There’s particular significance to this particular launch, though. The National Strategies, and much of this ‘2.0’ functionality, were due to be part of Schoolsweb, the ambitious plan to rationalise all schools-related sites into a single mega-portal, to be built on the same Stellent-based infrastructure as Directgov (known as ‘The Club’). It was initially scheduled to launch in late 2005, with eight-figure budgets quoted; the last public reference I’m aware of was in February 2008, when Jim Knight responded in a PQ: Work is currently being taken forward to bring these sites into a single new website for schools – ‘SchoolsWeb’. (Note the present tense.) And as I noted some time ago, the guys who did the visual design work for Schoolsweb are still quoting it in their online portfolio, with the caveat: ‘We are currently supporting the project through a challenging build phase pending the full launch of the website shortly.’
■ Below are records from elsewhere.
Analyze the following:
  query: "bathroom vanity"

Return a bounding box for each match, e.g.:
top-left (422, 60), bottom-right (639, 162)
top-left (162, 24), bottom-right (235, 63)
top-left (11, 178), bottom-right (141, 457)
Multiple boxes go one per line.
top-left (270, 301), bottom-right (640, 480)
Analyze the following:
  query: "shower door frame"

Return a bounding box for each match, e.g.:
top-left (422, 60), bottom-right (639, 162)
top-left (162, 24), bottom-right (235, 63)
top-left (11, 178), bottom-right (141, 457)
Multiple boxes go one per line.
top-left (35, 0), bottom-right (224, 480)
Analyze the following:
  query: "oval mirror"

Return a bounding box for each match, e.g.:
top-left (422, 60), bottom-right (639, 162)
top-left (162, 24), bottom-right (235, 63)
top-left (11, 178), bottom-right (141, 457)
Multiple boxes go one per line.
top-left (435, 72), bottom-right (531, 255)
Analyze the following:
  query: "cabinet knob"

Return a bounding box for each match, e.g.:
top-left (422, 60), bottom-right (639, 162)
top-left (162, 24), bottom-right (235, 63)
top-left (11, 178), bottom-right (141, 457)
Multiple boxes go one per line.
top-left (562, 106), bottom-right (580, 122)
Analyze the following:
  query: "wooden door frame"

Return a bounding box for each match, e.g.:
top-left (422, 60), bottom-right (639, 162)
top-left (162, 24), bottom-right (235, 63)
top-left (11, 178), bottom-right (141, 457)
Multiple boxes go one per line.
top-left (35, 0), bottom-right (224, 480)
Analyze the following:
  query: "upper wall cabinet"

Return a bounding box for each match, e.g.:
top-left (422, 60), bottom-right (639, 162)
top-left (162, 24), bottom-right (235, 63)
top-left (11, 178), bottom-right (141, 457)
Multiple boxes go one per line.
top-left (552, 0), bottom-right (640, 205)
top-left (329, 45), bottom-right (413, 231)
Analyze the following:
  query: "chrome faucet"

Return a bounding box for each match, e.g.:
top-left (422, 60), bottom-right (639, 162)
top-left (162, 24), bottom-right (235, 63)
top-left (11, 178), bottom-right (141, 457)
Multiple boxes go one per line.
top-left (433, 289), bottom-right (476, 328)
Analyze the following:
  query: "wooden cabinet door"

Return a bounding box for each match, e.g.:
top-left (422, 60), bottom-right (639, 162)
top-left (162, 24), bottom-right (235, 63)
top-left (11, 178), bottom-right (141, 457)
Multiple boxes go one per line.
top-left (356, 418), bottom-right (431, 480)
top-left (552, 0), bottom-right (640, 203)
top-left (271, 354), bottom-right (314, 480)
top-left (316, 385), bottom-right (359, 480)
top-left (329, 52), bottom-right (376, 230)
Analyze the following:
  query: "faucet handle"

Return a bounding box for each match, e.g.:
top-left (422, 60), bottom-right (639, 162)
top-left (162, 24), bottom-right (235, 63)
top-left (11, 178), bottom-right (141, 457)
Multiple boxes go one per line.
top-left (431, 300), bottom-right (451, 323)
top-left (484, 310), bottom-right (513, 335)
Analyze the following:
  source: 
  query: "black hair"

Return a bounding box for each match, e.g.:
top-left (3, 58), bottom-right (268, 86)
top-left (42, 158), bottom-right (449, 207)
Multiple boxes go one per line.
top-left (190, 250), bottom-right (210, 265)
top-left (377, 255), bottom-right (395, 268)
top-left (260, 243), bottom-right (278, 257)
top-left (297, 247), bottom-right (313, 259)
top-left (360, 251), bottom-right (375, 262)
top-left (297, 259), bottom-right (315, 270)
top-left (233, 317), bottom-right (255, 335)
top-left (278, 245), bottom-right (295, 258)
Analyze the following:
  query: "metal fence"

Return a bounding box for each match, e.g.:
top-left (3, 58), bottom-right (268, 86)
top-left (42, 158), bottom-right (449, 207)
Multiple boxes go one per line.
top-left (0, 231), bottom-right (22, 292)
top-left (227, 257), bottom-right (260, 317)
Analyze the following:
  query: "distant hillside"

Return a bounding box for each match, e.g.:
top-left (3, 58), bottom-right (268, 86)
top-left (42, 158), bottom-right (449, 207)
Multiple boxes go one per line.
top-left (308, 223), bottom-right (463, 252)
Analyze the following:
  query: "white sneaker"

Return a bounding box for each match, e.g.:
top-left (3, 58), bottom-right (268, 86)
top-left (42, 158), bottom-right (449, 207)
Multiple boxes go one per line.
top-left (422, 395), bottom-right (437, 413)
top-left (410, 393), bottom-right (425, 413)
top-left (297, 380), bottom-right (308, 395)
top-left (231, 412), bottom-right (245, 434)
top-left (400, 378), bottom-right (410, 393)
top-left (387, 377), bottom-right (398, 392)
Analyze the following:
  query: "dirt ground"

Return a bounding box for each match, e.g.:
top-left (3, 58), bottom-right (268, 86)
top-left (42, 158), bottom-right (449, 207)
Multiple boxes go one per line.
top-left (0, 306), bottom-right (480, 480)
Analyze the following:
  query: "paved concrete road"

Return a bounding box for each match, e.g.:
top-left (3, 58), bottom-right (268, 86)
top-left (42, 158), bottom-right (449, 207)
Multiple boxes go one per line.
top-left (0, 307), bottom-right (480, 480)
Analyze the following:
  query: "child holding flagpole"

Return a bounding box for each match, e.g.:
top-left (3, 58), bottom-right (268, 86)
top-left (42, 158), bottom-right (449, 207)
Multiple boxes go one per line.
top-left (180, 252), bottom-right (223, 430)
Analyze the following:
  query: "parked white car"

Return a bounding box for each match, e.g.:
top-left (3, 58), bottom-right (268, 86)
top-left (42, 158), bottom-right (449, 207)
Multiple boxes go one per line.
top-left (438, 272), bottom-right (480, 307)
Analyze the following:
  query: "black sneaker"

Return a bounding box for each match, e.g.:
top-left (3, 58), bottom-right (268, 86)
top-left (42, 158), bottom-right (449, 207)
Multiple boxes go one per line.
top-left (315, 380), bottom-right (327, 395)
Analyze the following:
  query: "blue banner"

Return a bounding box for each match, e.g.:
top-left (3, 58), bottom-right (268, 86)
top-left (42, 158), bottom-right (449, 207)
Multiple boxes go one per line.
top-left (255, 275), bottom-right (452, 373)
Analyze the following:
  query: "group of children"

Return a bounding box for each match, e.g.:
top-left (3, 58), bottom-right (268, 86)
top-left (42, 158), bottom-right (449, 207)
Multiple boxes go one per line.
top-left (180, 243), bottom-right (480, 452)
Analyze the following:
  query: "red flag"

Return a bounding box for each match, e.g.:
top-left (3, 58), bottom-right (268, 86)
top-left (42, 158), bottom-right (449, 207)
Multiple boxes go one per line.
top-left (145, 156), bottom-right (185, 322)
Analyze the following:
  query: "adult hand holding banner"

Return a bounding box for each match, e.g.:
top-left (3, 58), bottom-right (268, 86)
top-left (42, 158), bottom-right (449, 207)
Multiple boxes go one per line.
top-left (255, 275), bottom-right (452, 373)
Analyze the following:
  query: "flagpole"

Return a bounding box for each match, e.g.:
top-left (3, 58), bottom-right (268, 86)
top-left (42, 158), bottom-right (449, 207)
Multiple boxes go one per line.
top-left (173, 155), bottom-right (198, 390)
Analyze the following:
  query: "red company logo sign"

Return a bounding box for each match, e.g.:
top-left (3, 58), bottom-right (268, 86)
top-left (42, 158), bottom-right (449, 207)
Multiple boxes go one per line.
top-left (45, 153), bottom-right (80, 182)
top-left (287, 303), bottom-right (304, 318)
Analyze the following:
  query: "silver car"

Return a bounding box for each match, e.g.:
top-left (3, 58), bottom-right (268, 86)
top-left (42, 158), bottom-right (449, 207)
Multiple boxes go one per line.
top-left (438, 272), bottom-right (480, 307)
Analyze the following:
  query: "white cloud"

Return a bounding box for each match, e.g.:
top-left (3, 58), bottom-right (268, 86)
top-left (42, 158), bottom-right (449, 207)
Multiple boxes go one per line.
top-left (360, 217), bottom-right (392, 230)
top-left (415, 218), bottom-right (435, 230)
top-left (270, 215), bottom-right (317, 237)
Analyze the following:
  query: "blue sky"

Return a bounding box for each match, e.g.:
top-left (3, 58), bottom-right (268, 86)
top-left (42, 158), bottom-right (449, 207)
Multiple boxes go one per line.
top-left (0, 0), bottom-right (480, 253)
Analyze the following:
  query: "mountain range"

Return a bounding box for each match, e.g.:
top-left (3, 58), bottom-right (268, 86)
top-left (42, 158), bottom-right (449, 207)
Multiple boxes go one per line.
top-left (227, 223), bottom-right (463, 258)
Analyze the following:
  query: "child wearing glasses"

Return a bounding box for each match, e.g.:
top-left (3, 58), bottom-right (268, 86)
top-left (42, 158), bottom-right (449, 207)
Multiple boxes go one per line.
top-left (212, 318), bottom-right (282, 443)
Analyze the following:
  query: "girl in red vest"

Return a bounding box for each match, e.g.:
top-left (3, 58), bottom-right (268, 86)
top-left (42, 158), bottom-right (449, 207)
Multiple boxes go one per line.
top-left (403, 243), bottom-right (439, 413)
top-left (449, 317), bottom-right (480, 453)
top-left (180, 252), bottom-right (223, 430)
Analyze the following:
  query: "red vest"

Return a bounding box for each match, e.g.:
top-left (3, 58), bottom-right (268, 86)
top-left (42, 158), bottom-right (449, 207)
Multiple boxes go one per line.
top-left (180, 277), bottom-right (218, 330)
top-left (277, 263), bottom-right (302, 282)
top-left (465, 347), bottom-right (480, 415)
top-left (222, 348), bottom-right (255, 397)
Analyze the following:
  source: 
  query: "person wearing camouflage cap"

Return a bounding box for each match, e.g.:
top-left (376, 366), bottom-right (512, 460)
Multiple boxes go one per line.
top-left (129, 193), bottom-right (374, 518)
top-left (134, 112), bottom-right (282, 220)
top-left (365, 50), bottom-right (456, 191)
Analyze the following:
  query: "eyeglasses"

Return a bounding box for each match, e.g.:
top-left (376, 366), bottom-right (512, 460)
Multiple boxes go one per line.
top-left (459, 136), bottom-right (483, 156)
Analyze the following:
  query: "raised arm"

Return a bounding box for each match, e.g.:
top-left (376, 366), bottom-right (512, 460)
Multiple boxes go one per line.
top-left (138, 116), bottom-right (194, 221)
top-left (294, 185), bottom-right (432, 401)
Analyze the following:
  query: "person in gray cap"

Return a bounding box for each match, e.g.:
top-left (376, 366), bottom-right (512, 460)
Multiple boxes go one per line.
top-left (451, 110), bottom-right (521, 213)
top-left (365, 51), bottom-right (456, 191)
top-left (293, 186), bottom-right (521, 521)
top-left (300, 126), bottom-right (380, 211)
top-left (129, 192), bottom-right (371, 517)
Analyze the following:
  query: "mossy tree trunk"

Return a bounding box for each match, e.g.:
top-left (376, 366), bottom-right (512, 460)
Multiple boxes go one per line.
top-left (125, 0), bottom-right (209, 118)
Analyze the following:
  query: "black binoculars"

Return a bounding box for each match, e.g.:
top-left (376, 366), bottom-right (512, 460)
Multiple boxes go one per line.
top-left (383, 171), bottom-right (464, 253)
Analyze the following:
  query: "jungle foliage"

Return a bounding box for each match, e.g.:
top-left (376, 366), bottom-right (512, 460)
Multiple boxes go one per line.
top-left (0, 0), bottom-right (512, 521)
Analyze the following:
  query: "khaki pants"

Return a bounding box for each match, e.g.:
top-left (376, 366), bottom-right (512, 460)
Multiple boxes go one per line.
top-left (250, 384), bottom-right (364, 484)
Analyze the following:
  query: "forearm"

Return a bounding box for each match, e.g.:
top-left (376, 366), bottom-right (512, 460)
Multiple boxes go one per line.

To paper over the cracks, a temporary signposting website was launched at www.schoolsweb.gov.uk, labelled ‘Schoolsweb Locate’ – but even that has been taken away now, replaced by a slightly clumsy redirect to the long-established ‘Standards Site’.
On this evidence, one would have to assume that Schoolsweb, as initially conceived at least, is dead. In its place, we have a feature-rich online community built on open-source tools, and making use of pre-existing functionality – either in its core platform, or via plugins. My understanding is that the Drupal site came together in a matter of months, and seems to offer most (if not all) the functionality envisaged for Schoolsweb.
Somewhere in there lies a great case study just waiting to be written.